Ракитин долго разглядывал саморезку, где два ножа заостряли край заранее заготовленной дранки, а потом она крошилась на отдельные колочки. Семен вышел из амбарушки в восхищении:

– Всю Москву можно бы колками зашалить! Жалко, товар-то больно дешев… Что ж, ребятки, дело сделали, можете забавляться.

Ванюшка и Егорка побежали собирать «войско».

У мальчишек Горшечного и соседних переулков любимой игрой была война. Разделившись на две большие партии, они воевали весну, лето, осень. Только зима загоняла их, босоногих, в тесные, дымные избы.

Одно войско называлось «свои», другое – «немцы». Егорка был атаманом у «своих», а Ванюшка Ракитин – его есаулом. Атаманом у «немцев» был ловкий и сильный Кирюшка, сын Спасоглинищевского попа, отца Прокопия.

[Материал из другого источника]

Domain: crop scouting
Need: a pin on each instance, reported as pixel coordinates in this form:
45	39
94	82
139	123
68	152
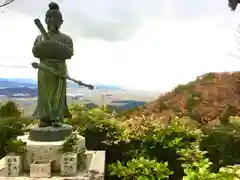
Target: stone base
95	169
50	134
46	151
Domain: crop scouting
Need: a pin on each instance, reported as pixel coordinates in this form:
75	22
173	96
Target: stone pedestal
47	151
41	169
50	134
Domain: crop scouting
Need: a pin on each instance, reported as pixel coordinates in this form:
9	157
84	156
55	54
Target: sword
45	68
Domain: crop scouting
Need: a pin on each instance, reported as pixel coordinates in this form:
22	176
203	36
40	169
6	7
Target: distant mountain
18	92
13	83
31	83
97	86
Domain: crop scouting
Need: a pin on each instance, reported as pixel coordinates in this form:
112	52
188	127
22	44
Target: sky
139	44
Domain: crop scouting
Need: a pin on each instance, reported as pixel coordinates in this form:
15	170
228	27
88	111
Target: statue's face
53	21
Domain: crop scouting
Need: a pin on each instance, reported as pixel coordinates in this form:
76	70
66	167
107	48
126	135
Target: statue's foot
56	124
45	122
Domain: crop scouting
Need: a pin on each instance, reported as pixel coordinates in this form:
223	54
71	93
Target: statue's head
53	17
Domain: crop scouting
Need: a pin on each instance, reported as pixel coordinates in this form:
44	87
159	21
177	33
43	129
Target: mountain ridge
31	83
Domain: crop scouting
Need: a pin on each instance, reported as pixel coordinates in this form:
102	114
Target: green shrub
10	128
140	169
10	109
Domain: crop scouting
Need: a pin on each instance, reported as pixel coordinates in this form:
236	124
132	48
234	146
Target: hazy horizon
143	44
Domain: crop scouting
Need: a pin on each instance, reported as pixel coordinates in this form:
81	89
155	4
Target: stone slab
50	134
46	151
96	164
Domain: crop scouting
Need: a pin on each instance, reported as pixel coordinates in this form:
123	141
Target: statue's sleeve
35	50
69	43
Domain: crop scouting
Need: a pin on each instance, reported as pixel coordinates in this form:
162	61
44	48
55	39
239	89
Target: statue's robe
52	101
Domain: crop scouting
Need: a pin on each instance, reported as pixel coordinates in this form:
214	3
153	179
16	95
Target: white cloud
164	51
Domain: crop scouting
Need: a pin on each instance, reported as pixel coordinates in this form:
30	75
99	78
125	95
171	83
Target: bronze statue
53	48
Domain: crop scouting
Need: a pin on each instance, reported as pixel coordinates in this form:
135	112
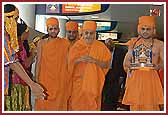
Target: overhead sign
80	8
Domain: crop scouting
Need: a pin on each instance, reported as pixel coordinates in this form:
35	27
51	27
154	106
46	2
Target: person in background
143	87
72	32
112	87
88	63
11	61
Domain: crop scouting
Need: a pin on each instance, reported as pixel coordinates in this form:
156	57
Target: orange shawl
93	76
53	75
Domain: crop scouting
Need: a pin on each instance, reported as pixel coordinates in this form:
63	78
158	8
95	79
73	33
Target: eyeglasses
147	29
71	31
52	28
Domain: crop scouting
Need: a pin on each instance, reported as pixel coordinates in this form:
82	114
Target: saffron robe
53	75
87	78
143	87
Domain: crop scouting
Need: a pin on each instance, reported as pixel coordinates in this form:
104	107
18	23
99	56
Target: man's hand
85	59
38	91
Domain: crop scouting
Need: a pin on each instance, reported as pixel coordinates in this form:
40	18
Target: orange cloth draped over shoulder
88	78
143	87
53	76
161	75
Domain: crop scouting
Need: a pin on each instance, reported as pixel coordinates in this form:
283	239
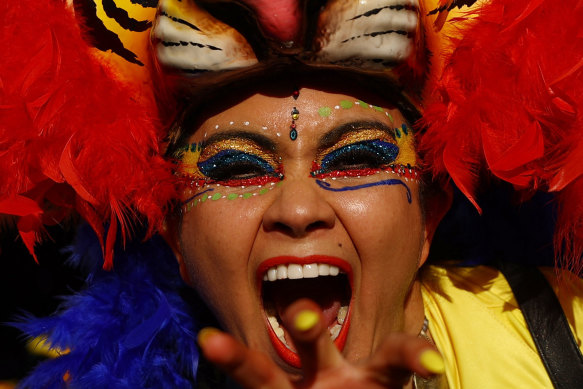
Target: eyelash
238	168
362	158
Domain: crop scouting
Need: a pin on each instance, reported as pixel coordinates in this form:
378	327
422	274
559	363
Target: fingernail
432	361
306	320
206	333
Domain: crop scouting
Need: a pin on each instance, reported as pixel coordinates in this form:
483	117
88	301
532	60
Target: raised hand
391	366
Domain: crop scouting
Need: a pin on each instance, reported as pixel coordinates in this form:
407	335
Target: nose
299	209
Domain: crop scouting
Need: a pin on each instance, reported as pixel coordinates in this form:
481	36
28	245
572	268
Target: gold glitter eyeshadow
238	144
355	137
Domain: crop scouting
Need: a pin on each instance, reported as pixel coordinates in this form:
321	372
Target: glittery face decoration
229	167
365	151
293	132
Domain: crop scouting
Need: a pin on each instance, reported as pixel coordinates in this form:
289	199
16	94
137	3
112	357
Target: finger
310	336
251	369
401	355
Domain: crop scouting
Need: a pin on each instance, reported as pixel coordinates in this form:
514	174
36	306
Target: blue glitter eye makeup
370	153
235	165
357	153
236	161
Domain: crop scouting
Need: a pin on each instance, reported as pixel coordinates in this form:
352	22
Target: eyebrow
259	139
334	135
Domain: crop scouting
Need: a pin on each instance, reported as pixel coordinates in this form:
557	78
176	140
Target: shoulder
476	323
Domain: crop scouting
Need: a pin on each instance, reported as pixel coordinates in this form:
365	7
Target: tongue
324	291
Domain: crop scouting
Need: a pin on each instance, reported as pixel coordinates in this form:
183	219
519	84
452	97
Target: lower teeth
279	332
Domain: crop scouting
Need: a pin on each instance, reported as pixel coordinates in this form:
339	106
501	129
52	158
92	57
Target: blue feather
129	328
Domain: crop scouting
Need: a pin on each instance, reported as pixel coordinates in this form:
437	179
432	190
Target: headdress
81	130
81	133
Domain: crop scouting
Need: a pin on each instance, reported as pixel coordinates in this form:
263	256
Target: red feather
509	102
68	125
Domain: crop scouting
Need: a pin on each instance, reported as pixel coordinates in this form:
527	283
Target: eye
229	165
370	154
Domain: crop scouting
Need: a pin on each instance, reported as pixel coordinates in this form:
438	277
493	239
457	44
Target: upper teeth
294	271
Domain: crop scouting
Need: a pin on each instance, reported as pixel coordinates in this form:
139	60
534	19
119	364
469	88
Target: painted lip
284	353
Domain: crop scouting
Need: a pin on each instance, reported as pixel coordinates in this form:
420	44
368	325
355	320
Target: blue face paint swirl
392	181
196	195
385	153
228	158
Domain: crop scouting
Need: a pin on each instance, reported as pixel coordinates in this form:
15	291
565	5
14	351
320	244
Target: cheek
216	239
386	229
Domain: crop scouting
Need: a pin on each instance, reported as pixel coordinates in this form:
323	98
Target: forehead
271	111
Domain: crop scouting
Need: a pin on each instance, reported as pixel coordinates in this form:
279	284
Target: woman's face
269	219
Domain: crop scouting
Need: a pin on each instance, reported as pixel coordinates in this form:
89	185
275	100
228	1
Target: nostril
316	226
283	228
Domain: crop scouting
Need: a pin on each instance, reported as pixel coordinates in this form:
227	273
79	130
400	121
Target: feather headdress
74	135
80	130
508	103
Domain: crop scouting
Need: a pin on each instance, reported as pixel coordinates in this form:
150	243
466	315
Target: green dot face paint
326	111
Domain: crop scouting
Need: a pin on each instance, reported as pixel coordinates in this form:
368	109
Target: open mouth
325	280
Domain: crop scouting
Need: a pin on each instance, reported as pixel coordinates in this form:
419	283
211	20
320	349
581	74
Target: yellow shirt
477	326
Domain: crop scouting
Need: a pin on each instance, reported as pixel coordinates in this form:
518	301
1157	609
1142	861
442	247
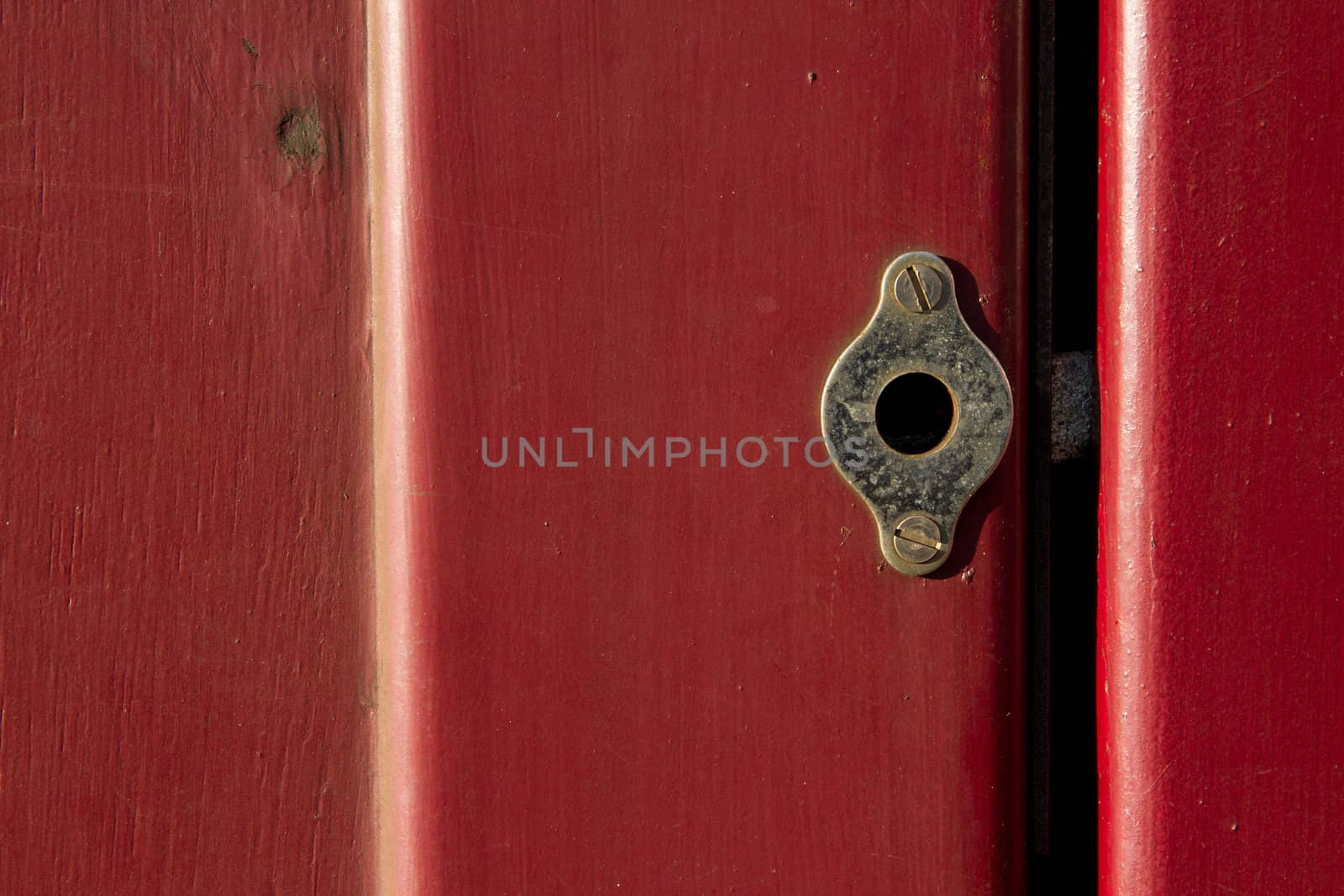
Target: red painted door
690	676
253	351
185	425
1222	625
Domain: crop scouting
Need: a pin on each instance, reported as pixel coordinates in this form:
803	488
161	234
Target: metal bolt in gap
918	289
917	539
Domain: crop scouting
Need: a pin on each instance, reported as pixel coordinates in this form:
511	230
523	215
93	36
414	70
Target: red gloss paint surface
186	557
1221	621
669	222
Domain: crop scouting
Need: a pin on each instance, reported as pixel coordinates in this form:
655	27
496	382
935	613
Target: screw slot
918	289
917	539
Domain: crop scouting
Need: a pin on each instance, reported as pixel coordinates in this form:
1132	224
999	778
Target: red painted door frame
1221	624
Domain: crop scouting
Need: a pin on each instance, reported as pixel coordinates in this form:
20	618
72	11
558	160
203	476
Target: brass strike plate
917	412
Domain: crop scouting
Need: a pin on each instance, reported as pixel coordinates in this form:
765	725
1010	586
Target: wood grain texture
669	221
1222	626
186	506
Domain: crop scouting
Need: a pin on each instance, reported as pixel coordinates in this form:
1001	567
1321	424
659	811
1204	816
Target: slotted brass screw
917	539
918	288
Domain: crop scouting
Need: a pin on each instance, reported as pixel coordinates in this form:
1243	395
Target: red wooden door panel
1222	398
669	221
185	560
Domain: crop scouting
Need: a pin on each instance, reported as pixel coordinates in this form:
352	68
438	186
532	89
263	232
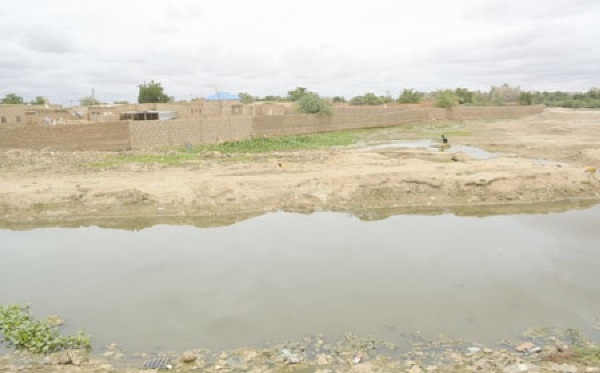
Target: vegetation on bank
21	330
177	156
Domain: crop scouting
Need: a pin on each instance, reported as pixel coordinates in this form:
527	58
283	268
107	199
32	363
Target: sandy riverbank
540	163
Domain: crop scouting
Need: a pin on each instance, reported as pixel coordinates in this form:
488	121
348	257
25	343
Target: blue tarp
221	96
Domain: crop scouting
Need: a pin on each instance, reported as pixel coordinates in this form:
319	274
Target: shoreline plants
21	330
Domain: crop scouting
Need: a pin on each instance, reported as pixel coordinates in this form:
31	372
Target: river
283	275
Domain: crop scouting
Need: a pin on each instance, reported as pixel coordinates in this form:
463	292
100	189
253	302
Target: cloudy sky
62	49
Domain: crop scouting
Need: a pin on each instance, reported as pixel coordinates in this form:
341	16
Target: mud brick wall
285	125
206	130
93	136
466	113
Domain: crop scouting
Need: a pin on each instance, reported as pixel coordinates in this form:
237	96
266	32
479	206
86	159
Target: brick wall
206	130
105	136
283	125
213	129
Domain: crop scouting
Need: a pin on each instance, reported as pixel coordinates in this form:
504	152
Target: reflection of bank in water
476	153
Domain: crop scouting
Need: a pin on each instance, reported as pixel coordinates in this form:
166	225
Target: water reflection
281	275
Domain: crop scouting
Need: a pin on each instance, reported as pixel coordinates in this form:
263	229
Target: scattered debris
188	357
358	358
161	362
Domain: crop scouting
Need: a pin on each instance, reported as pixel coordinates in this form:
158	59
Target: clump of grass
39	336
298	142
589	354
180	155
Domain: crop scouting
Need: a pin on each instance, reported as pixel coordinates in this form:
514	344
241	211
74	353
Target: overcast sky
62	49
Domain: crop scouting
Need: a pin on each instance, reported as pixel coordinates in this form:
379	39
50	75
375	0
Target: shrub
21	330
311	103
445	99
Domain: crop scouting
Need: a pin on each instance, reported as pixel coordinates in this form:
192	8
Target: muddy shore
541	163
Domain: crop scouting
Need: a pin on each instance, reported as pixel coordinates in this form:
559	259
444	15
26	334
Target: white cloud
65	48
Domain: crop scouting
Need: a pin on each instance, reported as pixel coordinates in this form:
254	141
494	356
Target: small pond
280	276
430	145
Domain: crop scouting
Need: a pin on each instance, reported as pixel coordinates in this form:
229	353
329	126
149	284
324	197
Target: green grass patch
237	150
271	144
39	336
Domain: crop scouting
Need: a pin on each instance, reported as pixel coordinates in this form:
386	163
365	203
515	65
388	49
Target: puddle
429	145
282	275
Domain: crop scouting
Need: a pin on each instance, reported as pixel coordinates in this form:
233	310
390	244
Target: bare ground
544	163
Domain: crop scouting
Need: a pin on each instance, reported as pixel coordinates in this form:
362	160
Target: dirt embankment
539	163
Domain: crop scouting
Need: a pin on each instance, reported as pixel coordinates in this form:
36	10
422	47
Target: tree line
311	102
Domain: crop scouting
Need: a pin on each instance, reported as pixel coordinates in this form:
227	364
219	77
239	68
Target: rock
415	369
520	368
525	347
563	368
188	357
237	362
323	359
161	362
64	359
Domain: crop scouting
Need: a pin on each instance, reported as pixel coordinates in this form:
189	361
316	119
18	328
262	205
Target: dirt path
543	162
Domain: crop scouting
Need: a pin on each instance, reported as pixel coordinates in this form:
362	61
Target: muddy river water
281	275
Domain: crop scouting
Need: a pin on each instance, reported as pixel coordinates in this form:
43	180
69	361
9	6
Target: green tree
151	93
88	101
312	103
12	98
246	98
410	96
504	94
297	93
445	99
368	98
39	100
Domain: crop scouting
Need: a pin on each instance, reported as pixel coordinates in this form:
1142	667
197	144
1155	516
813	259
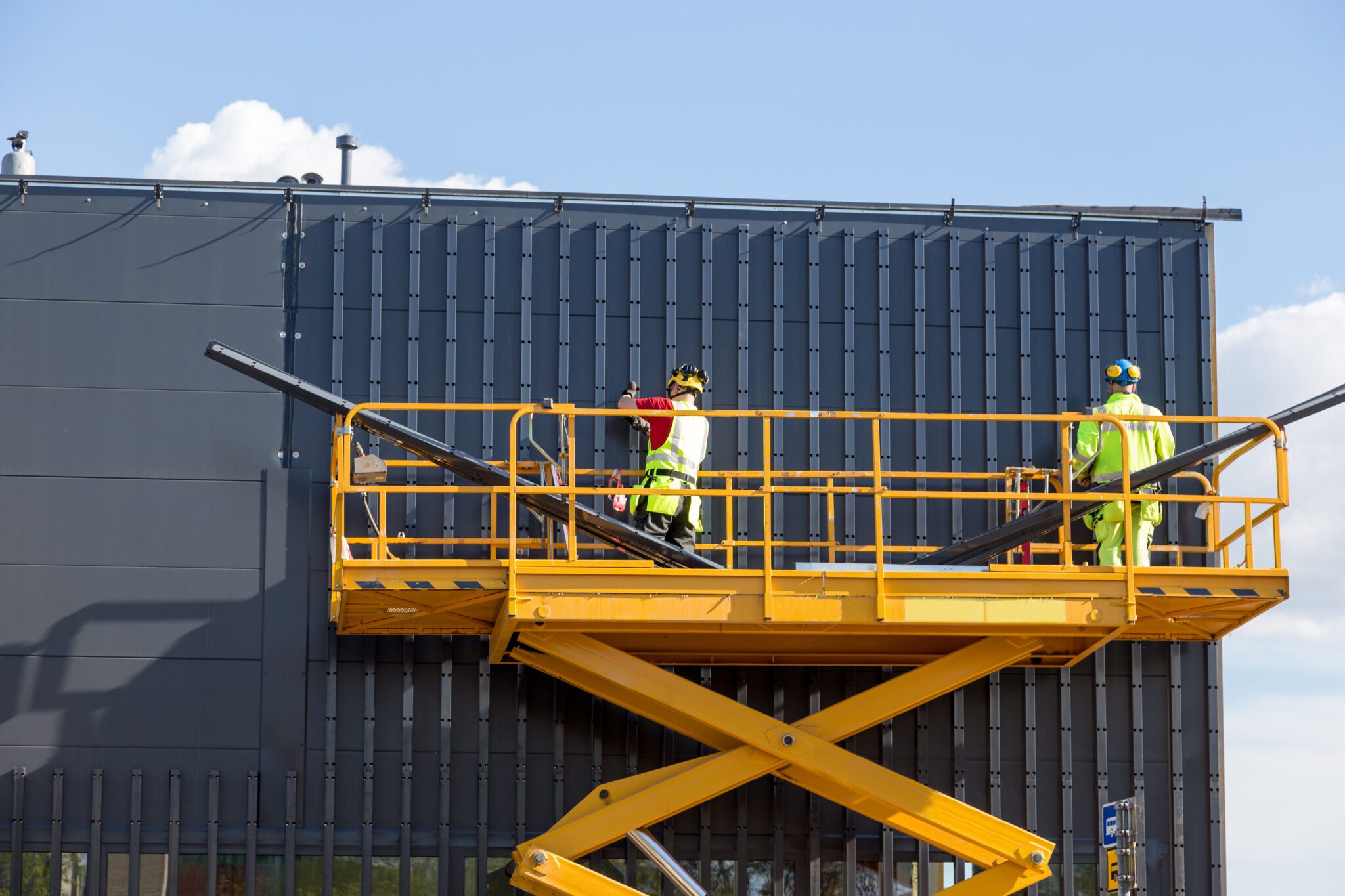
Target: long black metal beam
1051	516
688	203
604	528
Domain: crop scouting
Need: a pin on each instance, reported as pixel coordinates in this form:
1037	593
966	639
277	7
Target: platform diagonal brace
650	797
831	771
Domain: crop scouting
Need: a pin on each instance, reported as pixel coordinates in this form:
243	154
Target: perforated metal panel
165	574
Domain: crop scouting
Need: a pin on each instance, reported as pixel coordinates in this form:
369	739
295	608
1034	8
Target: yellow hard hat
689	377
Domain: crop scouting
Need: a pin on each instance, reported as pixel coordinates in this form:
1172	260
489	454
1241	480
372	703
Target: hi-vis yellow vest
676	464
1098	450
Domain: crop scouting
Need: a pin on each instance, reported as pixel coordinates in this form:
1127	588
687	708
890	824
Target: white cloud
1320	285
1281	802
248	140
1285	694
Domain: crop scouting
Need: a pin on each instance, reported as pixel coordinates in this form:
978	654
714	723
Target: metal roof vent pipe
19	161
347	144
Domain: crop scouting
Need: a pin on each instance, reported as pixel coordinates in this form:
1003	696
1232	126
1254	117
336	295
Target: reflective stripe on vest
1134	426
685	448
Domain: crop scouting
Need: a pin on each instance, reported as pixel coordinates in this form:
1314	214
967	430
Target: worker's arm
630	403
627	400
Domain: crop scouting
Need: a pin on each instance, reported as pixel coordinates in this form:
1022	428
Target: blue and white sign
1109	826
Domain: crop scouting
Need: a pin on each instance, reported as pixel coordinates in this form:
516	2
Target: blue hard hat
1122	371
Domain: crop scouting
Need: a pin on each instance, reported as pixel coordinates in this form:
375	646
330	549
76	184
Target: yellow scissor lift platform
608	625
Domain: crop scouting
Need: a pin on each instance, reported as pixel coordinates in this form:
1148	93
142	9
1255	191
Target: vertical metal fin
744	507
450	360
412	371
956	373
211	836
366	826
814	379
670	356
1067	778
58	805
174	829
563	326
1176	761
600	345
250	837
848	382
133	834
992	373
404	834
1025	345
340	304
776	383
920	389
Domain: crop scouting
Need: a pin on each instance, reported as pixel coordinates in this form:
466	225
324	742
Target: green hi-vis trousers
1111	540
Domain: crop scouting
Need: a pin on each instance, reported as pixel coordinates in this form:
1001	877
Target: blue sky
990	102
997	104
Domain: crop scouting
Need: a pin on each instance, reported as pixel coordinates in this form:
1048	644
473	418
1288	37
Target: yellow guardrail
766	482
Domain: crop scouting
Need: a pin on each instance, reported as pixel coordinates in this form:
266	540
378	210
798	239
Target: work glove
638	423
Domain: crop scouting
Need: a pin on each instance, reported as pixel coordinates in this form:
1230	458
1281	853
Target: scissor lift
567	608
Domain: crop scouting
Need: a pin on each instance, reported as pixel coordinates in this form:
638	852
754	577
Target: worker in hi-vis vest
677	449
1098	459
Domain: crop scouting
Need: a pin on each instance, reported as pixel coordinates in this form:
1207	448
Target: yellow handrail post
767	547
512	561
1248	554
831	521
494	534
382	526
728	523
1274	531
571	553
1067	485
879	587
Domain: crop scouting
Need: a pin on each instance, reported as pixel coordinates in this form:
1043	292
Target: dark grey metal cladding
155	576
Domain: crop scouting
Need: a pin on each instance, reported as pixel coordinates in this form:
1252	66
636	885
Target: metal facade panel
132	612
37	337
74	429
397	300
74	522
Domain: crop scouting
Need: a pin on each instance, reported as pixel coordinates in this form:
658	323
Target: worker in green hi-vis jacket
1098	459
678	446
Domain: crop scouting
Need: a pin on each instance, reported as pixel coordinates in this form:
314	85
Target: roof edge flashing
554	198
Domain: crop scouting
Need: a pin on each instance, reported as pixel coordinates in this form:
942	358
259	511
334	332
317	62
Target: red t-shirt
659	426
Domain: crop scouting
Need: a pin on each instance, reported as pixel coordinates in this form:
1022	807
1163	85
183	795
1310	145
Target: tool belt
671	475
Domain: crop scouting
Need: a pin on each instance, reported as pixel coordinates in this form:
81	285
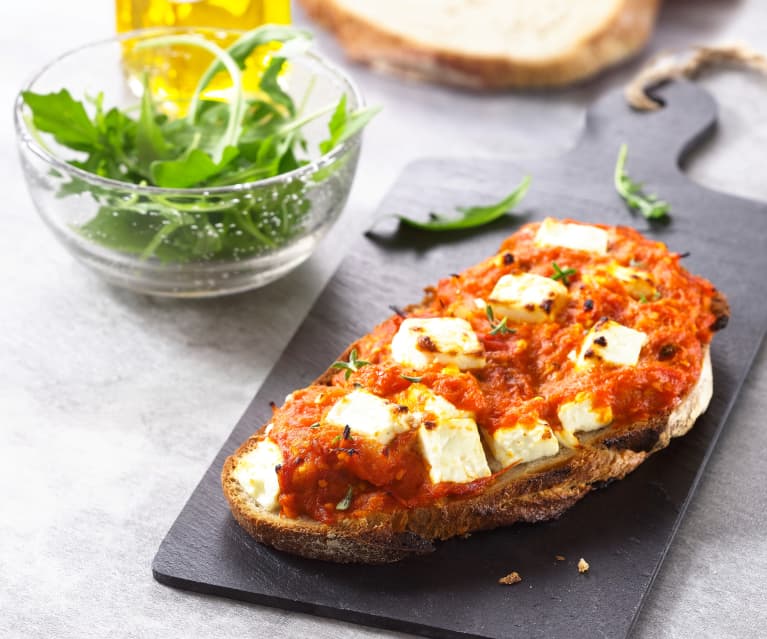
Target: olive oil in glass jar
184	65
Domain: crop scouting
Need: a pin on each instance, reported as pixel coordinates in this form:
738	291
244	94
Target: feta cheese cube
368	415
256	472
526	441
419	342
580	414
612	343
528	298
579	237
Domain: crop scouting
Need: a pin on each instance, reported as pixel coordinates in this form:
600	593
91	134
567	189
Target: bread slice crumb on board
510	579
489	44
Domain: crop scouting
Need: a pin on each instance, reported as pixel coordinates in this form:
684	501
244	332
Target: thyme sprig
352	366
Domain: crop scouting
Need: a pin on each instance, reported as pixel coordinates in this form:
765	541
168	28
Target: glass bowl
193	242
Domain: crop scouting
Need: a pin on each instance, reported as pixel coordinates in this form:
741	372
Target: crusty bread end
489	44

Военные действия велись на большом пустыре, в роще и в овраге, заваленном мусором: прекрасная местность для засад и внезапных нападений; побежденным было куда убегать и прятаться.

Битвы шли с переменным успехом. Но однажды в войске «своих» появились искусно сделанные арбалеты с метким и сильным боем, и «немцы» потерпели сокрушительное поражение. С тех пор военное счастье не оставляло «своих». Кирюшка через послов предложил перемирие и личное свидание командующих армиями.

вернуться

29

Арбалет – старинное оружие: лук, прикрепленный к ложе с прикладом. Из арбалетов можно было стрелять стрелами, пулями, камнями.